Segundo Cardoso, os pequenos produtores não conseguem sobreviver vendendo o produto entre R$ 0,50 e R$ 0,55 a dúzia, enquanto o custo de produção é de R$ 0,60 a dúzia. O produtor destacou que o preço do ovo é o mesmo desde julho de 1994, enquanto o custo dos insumos utilizados na atividade como ração (farelo de soja e milho), medicamentos, energia elétrica e combustível mais do que dobrou nesse período, disse o produtor.
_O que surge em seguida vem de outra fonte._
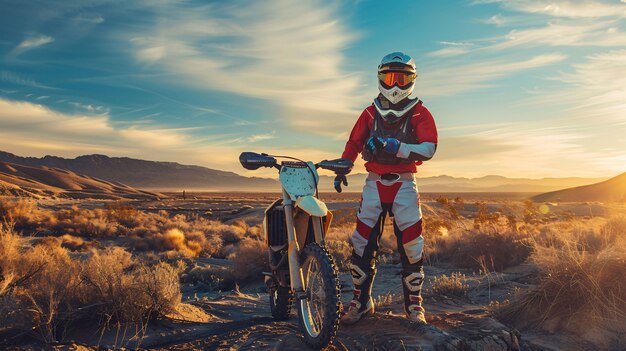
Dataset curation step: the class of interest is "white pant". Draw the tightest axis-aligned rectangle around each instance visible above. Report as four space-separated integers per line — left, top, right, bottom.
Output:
351 180 424 264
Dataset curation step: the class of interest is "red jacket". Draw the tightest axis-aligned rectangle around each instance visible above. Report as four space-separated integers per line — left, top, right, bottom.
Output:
341 103 437 174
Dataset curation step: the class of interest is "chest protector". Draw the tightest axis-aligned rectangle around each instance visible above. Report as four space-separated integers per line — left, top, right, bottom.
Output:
362 104 417 165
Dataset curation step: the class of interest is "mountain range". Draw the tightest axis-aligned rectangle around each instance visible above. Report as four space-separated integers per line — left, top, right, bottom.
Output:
0 162 162 200
0 151 606 193
532 173 626 202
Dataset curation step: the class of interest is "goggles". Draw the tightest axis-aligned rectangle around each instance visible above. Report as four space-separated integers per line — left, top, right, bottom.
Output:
378 72 417 88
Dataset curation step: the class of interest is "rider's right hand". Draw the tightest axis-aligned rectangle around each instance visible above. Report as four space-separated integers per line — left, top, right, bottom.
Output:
335 174 348 193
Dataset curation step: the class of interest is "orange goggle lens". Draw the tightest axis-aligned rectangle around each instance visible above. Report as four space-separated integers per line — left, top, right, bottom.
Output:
378 72 415 87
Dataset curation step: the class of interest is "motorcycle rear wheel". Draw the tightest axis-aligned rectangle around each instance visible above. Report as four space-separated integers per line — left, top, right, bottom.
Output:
296 243 341 349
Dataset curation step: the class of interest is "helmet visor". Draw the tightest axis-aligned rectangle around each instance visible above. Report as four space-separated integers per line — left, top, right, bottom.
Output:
378 72 417 88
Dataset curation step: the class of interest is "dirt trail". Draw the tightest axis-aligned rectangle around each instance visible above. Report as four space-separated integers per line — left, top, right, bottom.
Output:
142 264 533 350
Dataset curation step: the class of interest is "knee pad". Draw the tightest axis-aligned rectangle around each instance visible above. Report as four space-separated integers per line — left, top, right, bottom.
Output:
402 236 424 264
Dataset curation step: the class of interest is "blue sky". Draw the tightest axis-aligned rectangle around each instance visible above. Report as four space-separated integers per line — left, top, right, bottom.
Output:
0 0 626 177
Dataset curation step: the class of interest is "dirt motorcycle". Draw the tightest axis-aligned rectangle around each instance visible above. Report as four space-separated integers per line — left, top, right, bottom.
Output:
239 152 352 349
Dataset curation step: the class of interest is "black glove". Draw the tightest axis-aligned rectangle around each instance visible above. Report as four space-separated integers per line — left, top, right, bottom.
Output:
335 174 348 193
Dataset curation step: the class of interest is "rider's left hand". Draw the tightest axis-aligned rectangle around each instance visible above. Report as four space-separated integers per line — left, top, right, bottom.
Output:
335 174 348 193
365 136 385 154
379 138 400 155
366 137 400 154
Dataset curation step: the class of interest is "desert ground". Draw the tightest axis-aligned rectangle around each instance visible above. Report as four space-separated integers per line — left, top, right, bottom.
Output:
0 192 626 350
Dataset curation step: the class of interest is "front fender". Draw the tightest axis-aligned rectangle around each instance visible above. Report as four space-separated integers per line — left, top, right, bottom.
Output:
295 195 328 217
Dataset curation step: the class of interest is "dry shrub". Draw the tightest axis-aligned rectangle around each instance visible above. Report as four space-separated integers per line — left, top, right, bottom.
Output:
430 272 469 297
228 238 269 281
495 216 626 349
428 231 533 271
497 244 626 332
0 226 181 342
0 200 263 258
326 240 352 270
84 248 181 322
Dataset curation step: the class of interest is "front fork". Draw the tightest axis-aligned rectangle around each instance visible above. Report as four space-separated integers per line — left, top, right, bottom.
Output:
283 189 324 298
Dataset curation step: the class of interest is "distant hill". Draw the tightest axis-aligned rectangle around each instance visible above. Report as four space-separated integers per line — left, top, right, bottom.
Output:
0 151 277 190
0 162 161 199
0 151 606 193
532 173 626 202
320 172 606 193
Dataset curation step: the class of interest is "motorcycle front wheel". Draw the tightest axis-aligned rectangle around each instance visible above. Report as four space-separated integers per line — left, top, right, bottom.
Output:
296 243 341 349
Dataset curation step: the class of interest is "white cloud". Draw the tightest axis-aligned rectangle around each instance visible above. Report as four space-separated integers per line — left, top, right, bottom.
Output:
16 35 54 50
473 0 626 18
428 41 474 57
131 0 362 132
0 71 55 89
481 14 508 27
0 98 326 177
8 35 54 57
416 54 567 97
484 21 626 51
530 50 626 121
Além da descapitalização Yamamoto se queixa da legislação trabalhista que considera arcaica e que representa um convite ao desemprego. Segundo ele, as granjas capitalizadas que absorviam muita mãode-obra tendem a substituir os empregos pela automação da linha de produção, como já está ocorrendo em São Paulo. ‘‘ Hoje os equipamentos fazem tudo, como a distribuição de ração, coleta de ovos e controle de alimentação, sem que haja contato manual com os ovos, explicou.
Yamamoto que tem um plantel de 250 mil aves, em Nova Esperança, mantém 80 empregados em sua granja, enquanto o primo, que produz ovos em São Paulo, em granja automatizada, precisa de apenas 17 empregados. Só no tratamento e coleta de ovos, Yamamoto emprega 25 pessoas, enquanto o primo emprega entre 5 e 6 pessoas, o que faz com que o custo do concorrente seja bem menor, compara.
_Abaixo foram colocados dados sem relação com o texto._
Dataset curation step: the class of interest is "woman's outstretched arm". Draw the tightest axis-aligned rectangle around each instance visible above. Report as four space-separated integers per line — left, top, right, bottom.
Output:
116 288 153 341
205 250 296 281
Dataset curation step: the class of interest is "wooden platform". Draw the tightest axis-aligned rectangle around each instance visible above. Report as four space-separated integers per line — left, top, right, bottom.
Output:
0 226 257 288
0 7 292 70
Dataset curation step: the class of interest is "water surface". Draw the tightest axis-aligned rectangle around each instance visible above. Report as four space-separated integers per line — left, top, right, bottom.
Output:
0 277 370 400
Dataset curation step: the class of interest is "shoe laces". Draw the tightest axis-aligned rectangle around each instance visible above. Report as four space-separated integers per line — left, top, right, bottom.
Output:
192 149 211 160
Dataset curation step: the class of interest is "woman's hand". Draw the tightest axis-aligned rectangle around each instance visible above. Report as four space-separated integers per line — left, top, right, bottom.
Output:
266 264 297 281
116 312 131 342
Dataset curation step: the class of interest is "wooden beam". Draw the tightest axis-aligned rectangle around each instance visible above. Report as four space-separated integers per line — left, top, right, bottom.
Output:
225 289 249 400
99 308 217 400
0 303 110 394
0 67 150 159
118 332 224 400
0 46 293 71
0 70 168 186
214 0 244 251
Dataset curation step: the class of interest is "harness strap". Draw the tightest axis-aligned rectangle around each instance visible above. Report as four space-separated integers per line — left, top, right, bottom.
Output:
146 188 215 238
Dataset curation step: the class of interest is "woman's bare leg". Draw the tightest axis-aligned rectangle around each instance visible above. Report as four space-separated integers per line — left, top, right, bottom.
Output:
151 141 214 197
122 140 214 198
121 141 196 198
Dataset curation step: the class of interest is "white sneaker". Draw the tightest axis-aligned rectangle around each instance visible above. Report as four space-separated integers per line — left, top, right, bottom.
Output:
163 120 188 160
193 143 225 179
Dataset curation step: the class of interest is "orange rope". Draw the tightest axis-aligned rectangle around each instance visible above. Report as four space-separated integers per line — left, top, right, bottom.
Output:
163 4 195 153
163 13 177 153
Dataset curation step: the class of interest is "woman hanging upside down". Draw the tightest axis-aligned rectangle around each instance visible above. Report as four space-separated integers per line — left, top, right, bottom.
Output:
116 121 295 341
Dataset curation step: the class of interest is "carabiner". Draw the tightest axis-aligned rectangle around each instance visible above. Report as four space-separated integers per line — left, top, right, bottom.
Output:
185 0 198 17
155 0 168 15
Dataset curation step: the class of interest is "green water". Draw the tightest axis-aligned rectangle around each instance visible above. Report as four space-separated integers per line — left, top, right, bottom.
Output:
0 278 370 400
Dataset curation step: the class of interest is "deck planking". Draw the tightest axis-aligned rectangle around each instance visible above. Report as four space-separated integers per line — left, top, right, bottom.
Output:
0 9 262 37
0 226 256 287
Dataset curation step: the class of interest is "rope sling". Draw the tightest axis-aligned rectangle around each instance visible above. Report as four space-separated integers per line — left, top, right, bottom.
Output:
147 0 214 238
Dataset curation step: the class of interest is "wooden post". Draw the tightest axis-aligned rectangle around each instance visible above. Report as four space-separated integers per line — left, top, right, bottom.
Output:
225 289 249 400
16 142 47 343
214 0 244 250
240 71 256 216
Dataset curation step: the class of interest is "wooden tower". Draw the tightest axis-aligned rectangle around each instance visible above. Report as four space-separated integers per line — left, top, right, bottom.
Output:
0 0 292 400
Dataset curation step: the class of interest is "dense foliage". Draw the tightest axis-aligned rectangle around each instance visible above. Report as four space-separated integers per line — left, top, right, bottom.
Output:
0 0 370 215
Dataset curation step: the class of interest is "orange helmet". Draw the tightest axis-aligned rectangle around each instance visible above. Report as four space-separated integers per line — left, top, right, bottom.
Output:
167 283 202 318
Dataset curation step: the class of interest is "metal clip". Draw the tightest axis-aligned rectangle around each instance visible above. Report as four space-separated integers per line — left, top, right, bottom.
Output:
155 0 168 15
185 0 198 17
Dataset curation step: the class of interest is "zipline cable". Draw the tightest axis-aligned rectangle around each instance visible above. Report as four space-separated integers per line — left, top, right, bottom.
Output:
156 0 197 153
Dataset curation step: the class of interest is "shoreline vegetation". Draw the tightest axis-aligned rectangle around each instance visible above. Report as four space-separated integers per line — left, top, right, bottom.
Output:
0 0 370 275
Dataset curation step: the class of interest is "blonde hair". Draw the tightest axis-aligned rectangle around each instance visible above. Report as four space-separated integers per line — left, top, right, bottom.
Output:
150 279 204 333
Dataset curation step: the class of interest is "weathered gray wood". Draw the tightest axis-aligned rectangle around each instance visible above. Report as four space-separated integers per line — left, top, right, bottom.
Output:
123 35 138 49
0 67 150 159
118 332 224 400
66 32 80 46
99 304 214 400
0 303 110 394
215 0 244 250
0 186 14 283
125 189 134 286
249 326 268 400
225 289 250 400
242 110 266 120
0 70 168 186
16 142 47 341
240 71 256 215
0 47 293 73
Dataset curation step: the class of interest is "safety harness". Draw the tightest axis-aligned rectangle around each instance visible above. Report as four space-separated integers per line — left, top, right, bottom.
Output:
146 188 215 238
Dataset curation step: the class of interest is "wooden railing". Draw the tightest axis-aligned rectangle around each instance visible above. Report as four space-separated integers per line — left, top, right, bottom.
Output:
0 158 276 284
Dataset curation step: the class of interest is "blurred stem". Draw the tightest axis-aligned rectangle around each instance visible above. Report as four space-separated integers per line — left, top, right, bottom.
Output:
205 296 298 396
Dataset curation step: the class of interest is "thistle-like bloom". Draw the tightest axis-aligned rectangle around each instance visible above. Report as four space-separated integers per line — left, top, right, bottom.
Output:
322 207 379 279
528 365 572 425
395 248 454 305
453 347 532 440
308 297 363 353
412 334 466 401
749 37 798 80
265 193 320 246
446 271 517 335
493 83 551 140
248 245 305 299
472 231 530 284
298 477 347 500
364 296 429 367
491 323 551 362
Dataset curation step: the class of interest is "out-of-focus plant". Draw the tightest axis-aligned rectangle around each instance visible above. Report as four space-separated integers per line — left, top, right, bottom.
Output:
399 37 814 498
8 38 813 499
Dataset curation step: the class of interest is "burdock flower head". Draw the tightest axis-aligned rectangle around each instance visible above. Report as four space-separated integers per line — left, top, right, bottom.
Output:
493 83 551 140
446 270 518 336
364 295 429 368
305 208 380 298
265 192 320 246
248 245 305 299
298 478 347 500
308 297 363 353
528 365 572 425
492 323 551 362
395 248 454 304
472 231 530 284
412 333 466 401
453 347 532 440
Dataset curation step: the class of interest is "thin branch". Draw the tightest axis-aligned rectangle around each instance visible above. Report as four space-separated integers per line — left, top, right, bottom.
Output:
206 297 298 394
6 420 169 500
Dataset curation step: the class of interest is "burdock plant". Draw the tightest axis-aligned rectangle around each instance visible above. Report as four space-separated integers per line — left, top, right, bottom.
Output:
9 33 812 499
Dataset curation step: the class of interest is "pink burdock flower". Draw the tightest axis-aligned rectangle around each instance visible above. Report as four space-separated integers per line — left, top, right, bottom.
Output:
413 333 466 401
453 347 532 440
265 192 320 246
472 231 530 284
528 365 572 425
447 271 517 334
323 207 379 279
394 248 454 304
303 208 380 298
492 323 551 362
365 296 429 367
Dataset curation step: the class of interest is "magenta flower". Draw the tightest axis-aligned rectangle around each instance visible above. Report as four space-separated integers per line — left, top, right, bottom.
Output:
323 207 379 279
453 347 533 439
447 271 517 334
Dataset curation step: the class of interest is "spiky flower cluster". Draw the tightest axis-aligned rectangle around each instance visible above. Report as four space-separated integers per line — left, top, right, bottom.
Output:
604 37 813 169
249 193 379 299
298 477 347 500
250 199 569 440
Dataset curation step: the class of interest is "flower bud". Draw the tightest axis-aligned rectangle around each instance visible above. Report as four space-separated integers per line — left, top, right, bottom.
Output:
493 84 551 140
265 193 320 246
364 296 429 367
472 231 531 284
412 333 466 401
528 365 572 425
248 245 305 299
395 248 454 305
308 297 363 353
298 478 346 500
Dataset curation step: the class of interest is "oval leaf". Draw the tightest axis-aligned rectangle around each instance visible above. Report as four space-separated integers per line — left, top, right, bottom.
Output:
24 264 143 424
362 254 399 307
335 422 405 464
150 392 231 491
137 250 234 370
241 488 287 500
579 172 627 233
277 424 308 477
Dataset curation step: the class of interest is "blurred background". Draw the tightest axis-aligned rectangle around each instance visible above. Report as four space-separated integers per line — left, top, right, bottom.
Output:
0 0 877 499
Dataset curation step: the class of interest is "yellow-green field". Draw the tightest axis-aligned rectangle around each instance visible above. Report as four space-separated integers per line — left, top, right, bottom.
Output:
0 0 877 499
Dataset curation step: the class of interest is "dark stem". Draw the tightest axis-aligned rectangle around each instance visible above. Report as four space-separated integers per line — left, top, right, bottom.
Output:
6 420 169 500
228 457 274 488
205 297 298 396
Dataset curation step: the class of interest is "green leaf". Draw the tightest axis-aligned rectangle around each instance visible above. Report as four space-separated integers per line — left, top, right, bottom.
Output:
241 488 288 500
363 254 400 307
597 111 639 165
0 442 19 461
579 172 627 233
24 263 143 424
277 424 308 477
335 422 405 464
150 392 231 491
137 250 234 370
Ele lamenta que os produtores de ovos não tenham acesso ao crédito para investimentos na modernização das instalações. Segundo ele, os produtores não conseguem recorrer ao Pronaf (Programa Nacional de Agricultura Familiar) porque o faturamento bruto da atividade é alto em função da produção, mas a margem de rentabilidade é pequena e não permite investimentos por parte daqueles descapitalizados. Atualmente os produtores estão trabalhando com uma margem de 5% a 6% no máximo, disse o produtor. Mas tem épocas do ano que os custos são maiores e os produtores trabalham no vermelho, lembrou.
Indústria Para absorver a produção de ovos os produtores da região de Nova Esperança, estão negociando recursos com o BNDES para instalação de uma indústria para transormar o ovo ‘‘ in natura’’ em pó, o que dará condições de estocar e enxugar a produção do mercado, disse Yamamoto. A indústria é de porte pequeno e deverá absorver recursos de R$ 500 mil. O projeto prevê o processamento de 1.000 caixas de ovos por dia.